Orlando’s column served the city of Dubrovnik as a flag carrier, symbol of freedom and as a metaphor for trade. It also served as a place where citizens were once summoned to hear state decrees and to witness punishments. The knights right hand is prescribed as a measure of length, and is named ‘lakat’, or elbow in English (51.2 cm).
Orlando’s Column was a column for the shameful exposure and public punishment of offender. Many have ended their lives in front of the public there, which warned people what would happen if they were disobedient.
Bura & Jugo – The winds of Dubrovnik
It might seem silly, but many people of Dubrovnik believe the wind can not only help determine if rain is on the horizon, but it can also affect mood, health, food production and may even motivate you to commit a crime. Specifically, the two winds to know are “bura” and “jugo”, which represent the northern and southern winds respectively.
Jugo is a moist wind, accompanied by dark clouds and rain-filled storms. People of Dubrovnik tend to be sun-loving people, they are not fond of jugo. It is said to cause depression, body aches, pains and grumpiness. In this unique part of the world, jugo is always an acceptable excuse for this melancholic behaviour.
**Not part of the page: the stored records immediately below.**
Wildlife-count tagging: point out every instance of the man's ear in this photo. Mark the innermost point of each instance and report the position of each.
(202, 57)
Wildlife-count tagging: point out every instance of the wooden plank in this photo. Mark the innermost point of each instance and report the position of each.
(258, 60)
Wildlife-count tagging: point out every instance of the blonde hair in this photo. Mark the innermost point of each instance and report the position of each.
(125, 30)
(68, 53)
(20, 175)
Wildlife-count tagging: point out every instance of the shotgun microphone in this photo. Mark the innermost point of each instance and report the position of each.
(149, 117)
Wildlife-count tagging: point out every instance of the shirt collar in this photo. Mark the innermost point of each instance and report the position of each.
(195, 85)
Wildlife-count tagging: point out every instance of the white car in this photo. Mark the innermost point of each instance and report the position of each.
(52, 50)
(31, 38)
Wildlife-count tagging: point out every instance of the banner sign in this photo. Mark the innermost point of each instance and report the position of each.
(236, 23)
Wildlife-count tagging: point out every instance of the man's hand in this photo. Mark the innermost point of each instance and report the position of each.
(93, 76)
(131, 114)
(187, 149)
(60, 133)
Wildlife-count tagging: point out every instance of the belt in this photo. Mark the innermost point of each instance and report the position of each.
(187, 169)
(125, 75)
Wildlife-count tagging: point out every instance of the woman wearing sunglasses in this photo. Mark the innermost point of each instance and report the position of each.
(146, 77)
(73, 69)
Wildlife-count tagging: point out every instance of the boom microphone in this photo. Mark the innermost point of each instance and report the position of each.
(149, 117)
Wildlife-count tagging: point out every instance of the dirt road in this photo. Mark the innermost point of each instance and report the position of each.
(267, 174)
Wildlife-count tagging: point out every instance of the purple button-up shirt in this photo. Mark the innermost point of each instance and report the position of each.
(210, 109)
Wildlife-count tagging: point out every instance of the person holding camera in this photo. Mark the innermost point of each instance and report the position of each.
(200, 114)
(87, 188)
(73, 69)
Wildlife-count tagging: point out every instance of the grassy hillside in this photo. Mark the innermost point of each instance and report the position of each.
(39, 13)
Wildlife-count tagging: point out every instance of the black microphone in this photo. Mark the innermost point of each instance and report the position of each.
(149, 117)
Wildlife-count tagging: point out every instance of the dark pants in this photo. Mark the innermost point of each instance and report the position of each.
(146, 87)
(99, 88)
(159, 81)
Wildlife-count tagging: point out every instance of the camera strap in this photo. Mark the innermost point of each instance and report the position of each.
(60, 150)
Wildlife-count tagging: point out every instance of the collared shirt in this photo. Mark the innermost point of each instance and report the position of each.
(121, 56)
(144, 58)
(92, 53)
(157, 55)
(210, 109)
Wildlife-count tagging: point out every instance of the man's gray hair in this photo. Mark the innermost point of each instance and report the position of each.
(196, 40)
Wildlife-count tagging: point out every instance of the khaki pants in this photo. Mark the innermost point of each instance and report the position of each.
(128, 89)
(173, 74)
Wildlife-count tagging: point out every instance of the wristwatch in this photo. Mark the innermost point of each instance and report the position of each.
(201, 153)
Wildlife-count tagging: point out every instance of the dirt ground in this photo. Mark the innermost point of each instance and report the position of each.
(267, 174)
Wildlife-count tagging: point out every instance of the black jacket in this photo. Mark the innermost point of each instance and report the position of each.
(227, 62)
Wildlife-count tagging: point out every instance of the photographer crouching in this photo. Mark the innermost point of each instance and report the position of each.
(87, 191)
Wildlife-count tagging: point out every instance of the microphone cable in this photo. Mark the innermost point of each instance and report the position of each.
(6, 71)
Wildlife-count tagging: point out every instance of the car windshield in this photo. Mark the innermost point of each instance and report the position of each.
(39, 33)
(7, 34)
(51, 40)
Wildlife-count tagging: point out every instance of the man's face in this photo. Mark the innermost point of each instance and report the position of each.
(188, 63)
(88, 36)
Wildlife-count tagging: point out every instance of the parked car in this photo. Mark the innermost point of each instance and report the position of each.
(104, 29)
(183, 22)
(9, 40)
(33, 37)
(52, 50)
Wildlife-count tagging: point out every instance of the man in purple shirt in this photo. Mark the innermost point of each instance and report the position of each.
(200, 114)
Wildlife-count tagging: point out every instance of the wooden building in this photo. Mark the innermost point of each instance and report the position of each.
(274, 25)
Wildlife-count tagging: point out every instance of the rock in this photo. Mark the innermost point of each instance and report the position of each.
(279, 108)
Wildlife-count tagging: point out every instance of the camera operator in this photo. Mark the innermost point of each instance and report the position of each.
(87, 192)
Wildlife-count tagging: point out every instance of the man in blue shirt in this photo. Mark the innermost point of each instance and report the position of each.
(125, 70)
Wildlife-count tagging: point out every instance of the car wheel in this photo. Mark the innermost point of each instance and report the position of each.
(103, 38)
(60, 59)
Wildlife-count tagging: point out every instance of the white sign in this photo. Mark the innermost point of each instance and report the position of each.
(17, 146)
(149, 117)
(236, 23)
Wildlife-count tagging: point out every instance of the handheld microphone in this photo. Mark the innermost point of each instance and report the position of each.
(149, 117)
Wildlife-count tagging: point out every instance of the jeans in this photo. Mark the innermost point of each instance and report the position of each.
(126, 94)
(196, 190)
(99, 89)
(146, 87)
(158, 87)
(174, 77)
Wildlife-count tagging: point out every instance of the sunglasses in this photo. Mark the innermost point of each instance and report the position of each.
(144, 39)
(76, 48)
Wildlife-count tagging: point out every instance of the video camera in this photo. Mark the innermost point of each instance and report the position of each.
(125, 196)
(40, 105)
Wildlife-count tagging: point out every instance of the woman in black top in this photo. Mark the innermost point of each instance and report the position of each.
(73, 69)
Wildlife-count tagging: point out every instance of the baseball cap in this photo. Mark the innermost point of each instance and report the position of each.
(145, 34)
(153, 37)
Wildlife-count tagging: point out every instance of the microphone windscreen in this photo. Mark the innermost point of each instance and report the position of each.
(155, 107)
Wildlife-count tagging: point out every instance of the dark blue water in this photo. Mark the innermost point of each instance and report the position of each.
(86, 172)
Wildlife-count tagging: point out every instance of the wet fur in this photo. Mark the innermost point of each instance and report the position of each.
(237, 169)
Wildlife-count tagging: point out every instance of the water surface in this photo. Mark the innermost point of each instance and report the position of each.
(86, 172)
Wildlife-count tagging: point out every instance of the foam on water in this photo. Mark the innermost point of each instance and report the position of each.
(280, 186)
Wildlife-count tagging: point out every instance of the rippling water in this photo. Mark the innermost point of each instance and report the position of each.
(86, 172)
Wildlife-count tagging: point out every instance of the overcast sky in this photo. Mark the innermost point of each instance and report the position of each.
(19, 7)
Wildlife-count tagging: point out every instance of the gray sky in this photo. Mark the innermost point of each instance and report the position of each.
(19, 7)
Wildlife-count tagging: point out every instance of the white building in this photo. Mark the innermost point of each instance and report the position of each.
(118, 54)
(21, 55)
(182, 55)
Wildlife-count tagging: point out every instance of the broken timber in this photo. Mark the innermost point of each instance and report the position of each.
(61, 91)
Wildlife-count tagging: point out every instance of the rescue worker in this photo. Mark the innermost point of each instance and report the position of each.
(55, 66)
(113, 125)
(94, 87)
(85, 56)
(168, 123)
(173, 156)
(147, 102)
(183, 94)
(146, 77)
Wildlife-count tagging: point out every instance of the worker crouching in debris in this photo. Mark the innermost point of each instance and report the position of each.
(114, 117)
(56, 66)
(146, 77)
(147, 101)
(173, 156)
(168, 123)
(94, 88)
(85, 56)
In the old Republic of Dubrovnik, if criminals committed their crime during Jugo they would be pardoned even for murder. Additionally, no laws were passed while jugo was blowing as it was believed to tamper in ones judgment. The Dubrovnik people held that duing the southern winds blowing, a man can not bring a fair court to even himself, moreover about the others!
Bura comes from the north and can reach speeds of 220 km (136 miles) per hour, but has been clocked as high as 304km (189 miles) per hour. It’s a dry cool wind, which is why it can be freezing on a sunny cloudless day. If the sun is out and you’re freezing to death, that’s bura. It’s most common in winter, but can happen at any time of the year.